Но Соломон Рихтер непреклонен. Он поднимается во весь рост, стоит, покачиваясь на ветру, потрясает клюкой.
— Зачем вообще эти проекты нужны? — осторожно спрашивает Татарников.
— Как зачем? — восклицает Рихтер, он уже плохо владеет собой. — Как зачем? Вы еще спрашиваете об этом! Затем существует великий замысел, что если его не будет, если не будет великой общей идеи, то тогда людьми будут править идолы. Идолы только и ждут момента, когда у человечества уже не будет пророков, — тогда они придут и возьмут все себе. Общей идеей тогда станет язычество — культ силы, торжество богатства и власти! Отнимите у человечества цель — и целью станет власть сильных над слабыми. Видите, видите, что происходит? — и пророк тянет свою клюку к небу.
Татарников поднимает глаза. Он видит солнце, что клонится к горизонту, видит тучи, что собираются на небе; будет гроза.
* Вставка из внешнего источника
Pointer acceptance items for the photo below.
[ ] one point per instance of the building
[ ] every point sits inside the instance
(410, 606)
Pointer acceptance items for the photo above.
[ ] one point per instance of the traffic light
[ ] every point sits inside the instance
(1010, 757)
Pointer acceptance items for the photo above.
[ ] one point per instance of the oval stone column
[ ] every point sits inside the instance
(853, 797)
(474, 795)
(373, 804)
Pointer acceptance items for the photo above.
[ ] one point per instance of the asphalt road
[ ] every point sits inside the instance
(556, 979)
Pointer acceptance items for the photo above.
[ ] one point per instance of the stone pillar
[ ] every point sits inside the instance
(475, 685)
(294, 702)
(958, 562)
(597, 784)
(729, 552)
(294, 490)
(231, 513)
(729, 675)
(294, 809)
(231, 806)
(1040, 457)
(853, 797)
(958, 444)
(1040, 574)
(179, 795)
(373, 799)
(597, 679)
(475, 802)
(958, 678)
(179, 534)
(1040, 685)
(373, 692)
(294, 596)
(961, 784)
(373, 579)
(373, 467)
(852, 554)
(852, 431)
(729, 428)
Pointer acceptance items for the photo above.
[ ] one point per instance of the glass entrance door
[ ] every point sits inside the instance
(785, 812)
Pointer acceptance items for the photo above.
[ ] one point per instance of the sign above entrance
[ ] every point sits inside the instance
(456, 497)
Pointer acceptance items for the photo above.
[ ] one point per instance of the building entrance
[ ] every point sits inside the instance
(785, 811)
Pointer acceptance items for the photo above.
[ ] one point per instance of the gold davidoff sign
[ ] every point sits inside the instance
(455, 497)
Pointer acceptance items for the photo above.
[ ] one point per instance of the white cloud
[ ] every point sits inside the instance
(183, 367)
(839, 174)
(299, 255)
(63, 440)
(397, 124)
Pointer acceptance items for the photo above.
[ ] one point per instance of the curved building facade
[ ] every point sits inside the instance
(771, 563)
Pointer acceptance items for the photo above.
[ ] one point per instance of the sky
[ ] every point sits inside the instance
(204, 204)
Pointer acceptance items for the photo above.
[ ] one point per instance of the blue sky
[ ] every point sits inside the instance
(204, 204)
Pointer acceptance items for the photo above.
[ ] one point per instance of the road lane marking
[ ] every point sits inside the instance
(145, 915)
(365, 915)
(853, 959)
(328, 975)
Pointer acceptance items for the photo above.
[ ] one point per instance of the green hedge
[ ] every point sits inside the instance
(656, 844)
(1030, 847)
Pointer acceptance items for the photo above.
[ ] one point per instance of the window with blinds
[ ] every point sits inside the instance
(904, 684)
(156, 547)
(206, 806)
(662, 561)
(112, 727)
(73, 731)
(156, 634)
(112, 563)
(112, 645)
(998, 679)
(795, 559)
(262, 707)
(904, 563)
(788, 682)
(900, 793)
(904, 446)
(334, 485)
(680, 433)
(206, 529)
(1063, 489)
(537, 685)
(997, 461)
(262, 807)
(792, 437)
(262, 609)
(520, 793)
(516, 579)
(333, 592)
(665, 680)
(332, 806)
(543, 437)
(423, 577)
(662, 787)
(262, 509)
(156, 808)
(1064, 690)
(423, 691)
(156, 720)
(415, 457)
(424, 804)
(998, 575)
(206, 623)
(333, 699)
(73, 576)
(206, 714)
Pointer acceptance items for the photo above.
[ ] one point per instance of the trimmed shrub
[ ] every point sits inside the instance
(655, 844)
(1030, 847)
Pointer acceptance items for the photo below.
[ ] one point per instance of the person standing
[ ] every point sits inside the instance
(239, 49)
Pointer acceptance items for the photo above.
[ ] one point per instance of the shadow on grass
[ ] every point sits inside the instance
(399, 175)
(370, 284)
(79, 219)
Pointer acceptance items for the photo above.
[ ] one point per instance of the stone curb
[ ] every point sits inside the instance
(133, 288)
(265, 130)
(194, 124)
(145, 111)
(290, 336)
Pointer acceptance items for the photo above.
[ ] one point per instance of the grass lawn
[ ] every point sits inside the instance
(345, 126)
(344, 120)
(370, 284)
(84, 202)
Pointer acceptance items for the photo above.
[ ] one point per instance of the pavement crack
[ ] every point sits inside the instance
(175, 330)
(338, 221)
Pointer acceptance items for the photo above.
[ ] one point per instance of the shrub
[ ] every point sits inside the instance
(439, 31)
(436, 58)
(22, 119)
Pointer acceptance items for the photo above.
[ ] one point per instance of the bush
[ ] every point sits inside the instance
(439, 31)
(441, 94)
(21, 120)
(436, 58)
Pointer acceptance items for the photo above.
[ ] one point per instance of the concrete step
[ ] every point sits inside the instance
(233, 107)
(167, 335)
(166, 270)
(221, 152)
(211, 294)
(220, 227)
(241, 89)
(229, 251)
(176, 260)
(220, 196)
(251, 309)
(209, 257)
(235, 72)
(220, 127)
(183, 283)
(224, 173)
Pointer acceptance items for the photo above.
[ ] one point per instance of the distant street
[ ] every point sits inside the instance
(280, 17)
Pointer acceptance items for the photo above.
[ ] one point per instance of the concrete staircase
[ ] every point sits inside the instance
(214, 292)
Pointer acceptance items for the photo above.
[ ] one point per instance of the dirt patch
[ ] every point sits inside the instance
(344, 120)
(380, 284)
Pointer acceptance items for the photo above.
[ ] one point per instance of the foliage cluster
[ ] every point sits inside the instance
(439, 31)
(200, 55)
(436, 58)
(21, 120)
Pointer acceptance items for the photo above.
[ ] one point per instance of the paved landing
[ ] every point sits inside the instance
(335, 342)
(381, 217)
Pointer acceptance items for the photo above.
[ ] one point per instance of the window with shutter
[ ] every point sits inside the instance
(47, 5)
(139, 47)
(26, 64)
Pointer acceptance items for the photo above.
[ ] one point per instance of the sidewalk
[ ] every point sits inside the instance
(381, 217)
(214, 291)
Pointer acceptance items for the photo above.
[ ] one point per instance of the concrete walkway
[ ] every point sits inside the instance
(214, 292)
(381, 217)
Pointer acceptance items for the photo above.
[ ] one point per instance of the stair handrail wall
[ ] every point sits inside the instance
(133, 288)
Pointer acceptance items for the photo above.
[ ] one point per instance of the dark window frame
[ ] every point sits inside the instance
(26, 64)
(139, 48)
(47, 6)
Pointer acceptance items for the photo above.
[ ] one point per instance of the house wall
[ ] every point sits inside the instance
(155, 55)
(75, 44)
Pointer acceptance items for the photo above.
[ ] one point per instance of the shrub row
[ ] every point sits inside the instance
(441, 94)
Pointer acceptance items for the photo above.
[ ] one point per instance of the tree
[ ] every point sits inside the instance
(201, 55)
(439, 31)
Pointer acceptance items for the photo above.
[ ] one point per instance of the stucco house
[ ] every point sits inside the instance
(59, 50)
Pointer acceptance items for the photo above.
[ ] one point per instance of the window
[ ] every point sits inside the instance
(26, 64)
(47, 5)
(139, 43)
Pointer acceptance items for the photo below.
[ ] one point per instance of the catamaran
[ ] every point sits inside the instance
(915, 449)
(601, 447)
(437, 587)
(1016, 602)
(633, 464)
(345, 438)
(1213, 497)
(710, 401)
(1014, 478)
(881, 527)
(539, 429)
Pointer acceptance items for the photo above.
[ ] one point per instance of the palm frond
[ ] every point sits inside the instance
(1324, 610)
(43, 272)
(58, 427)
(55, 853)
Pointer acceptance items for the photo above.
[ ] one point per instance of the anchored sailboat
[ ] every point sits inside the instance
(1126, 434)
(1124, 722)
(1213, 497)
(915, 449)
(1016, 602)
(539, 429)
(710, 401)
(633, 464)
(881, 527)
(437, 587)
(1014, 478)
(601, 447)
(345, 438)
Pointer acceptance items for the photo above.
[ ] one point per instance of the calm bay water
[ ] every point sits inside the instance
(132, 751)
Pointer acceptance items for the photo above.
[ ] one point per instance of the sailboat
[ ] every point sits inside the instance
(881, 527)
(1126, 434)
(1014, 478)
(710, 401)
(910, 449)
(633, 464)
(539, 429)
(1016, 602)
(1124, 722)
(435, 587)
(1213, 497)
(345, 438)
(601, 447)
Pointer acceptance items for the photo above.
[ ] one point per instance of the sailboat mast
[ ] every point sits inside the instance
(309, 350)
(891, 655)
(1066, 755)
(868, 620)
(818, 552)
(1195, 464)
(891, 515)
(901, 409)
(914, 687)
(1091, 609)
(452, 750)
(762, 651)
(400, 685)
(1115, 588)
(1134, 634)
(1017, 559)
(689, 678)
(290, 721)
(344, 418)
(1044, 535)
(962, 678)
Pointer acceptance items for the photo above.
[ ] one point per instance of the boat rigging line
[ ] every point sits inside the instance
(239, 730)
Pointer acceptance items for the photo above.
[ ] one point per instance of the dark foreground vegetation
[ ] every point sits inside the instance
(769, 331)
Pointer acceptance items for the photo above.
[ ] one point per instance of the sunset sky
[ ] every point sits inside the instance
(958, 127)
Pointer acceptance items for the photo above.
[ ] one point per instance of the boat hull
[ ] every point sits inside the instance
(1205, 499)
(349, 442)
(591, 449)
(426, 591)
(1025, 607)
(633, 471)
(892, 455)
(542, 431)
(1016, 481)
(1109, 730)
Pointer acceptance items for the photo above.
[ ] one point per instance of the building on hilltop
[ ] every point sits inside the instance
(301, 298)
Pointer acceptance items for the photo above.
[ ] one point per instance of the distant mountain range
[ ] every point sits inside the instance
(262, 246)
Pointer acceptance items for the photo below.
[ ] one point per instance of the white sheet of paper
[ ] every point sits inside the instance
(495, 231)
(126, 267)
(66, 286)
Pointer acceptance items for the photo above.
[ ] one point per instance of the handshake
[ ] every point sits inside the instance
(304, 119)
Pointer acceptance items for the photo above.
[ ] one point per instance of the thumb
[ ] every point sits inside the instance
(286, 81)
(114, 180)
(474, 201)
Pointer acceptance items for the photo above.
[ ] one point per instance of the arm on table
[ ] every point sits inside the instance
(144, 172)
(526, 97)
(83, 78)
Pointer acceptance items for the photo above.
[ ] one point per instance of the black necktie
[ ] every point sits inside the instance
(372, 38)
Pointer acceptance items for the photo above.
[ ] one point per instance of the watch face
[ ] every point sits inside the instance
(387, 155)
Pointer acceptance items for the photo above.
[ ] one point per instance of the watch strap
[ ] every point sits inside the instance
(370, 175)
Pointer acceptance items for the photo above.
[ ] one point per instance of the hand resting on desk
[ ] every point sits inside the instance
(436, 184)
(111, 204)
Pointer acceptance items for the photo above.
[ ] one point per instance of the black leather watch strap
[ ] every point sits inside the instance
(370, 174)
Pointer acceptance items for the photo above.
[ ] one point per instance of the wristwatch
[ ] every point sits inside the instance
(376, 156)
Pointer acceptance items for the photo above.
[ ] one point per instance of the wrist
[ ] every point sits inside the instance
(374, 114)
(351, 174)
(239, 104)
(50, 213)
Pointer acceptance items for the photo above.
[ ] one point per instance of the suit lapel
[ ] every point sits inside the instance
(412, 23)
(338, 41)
Он смотрит на Рихтера — старик стоит на ветру, говорит, задыхаясь, ветер относит его слова далеко по больничному парку.
— Помните про двойную спираль истории, — вещает он грозно, и чахлые тополя ежатся от его пророчеств. — Берегитесь двойной спирали! Увидите, пробьет час! Вот раскрутится она, придет в движение и не пощадит лицемеров и предателей! — Клюка свистит в вечернем воздухе, описывает спирали над седой головой пророка. — И будут прокляты тогда отступники, и не будет снисхождения соглашателям! И будут ввергнуты корыстные и подлые в геенну огненную, в вечный плач и скрежет зубовный! И увидят тогда люди, что те, кто повелевал ими, не живые существа — но гробы повапленные! И не простится им ни роскоши, ни поклонения золотому тельцу, ни смрада языческого! И прозвучит тогда глас Божий, и спросит он с каждого по делам его. И ни единому грешнику не скрыться тогда от ответа! И восплачут и возрыдают цари земные, блудодействующие и роскошествующие! И спросится с них, для чего унижали они слабых, и за всех убитых на земле спросится с них. И купцы земные восплачут, оттого что товаров их никто уже не покупает. И спросится с них, для чего поставили они прибыль и роскошь выше нужды нищих. И вострубит тогда карающий ангел, и побегут грешники укрываться и прятаться — но не будет им укрытия. И просить станут тогда о снисхождении — но не будет им снисхождения. Тогда сделается золото щелочью и будет разъедать руки, держащие его. Тогда станет капитал проказой и покроет язвами тех, кто обладает им. Тогда за всякое легкомыслие и суету воздастся сторицей, и раскаются те, кто служил Маммоне, раскаются — но поздно будет, и не простится им! И возьмет Ангел камень и повергнет его в море, и так же повергнут в море будет Вавилон, великий город, и уже не будет его.